Quickly deploy YOLOv5 to your choice of hardware in any cloud using the new OctoML CLI

Vanessa Yan
Sameer Farooqui

Nov 25, 2022

Follow along with our new YOLOv5 deployment tutorial to power your next object detection application. Or, watch this tutorial video by Smitha Kolan on how to deploy YOLOV5 in under 15 minutes using the OctoML CLI.

Today, we are excited to announce the results of our collaboration with Ultralytics to deploy the YOLOv5 models to over 100 CPU and GPU hardware targets in AWS, Azure and GCP. Our engineering work with Ultralytics unlocks the ability to deploy YOLOv5 models on hardware from Intel, NVIDIA, Arm and AWS, with minimal effort and cost. In this blog, I’ll show you how simple it is to achieve hardware independence and cost savings across multiple clouds.
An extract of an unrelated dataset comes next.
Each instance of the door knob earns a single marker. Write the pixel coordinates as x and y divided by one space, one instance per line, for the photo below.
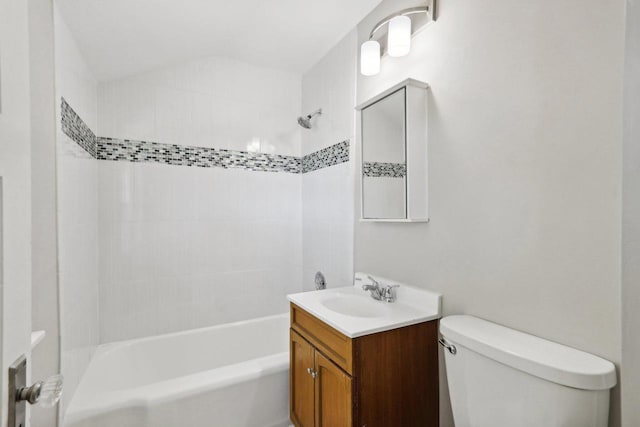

There are three tasks that YOLOv5 models can be used for: Object detection, image classification or image segmentation. When used for object detection, the most popular use case, YOLOv5 adds bounding boxes around one or more objects detected in an image. By default, YOLOv5 models are pretrained on the COCO 2017 dataset, which contains 80 object categories (such as person or bicycle) in more than 200,000 images. For example, pass in an image of Einstein riding a bike, and YOLOv5 identifies the following objects:

Image of Einstein on a bike with object detection by YOLOv5

Object detection via YOLOv5s detects a person and 2 bikes

The YOLOv5 architecture is effective for vision tasks, and there are several model variants to choose from to find the ideal balance of accuracy vs inference speed. Most importantly, Ultralytics’ investment in supporting the model (helper inference scripts, documentation, pretraining, etc) makes it easy for users to get started.
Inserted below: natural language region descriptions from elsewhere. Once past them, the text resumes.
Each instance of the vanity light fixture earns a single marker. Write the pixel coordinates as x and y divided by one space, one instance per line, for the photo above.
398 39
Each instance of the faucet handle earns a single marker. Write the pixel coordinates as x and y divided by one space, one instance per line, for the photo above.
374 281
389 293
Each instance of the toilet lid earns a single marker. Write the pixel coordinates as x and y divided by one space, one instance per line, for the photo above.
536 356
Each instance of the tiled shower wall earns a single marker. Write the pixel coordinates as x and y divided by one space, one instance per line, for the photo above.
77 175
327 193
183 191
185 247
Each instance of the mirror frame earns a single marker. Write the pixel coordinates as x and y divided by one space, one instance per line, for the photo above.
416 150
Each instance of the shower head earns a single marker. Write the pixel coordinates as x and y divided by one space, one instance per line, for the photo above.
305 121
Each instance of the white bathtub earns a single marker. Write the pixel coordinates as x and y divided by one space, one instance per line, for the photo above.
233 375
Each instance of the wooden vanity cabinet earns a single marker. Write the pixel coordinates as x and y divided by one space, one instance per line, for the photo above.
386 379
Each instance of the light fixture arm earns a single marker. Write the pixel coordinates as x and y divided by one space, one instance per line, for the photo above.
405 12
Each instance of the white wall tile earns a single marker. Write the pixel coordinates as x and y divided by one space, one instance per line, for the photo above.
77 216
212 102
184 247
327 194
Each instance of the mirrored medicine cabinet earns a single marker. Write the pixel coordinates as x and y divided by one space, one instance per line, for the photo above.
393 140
However, deploying a model to production brings new challenges. Once a ML model candidate, such as YOLOv5, has been identified, there are typically three phases in an engineer’s journey to deploy that model: quick local prototyping, ideal hardware identification, and production deployment. Over the past few months OctoML engineers have been working with Ultralytics to address these three challenges.

For local prototyping, we used the OctoML CLI to ingest any of the 10 YOLOv5 model variants and, within minutes, create an immediately deployable Docker container. The container is packaged with the model and a Triton Inference Server. OctoML has ensured Ultralytics’s inference script (detect.py) works well with OctoML containers for inference, so you only need to run a simple command for detection, classification or segmentation. For more details, check out the new tutorial to deploy YOLOv5 to a container we’re launching today.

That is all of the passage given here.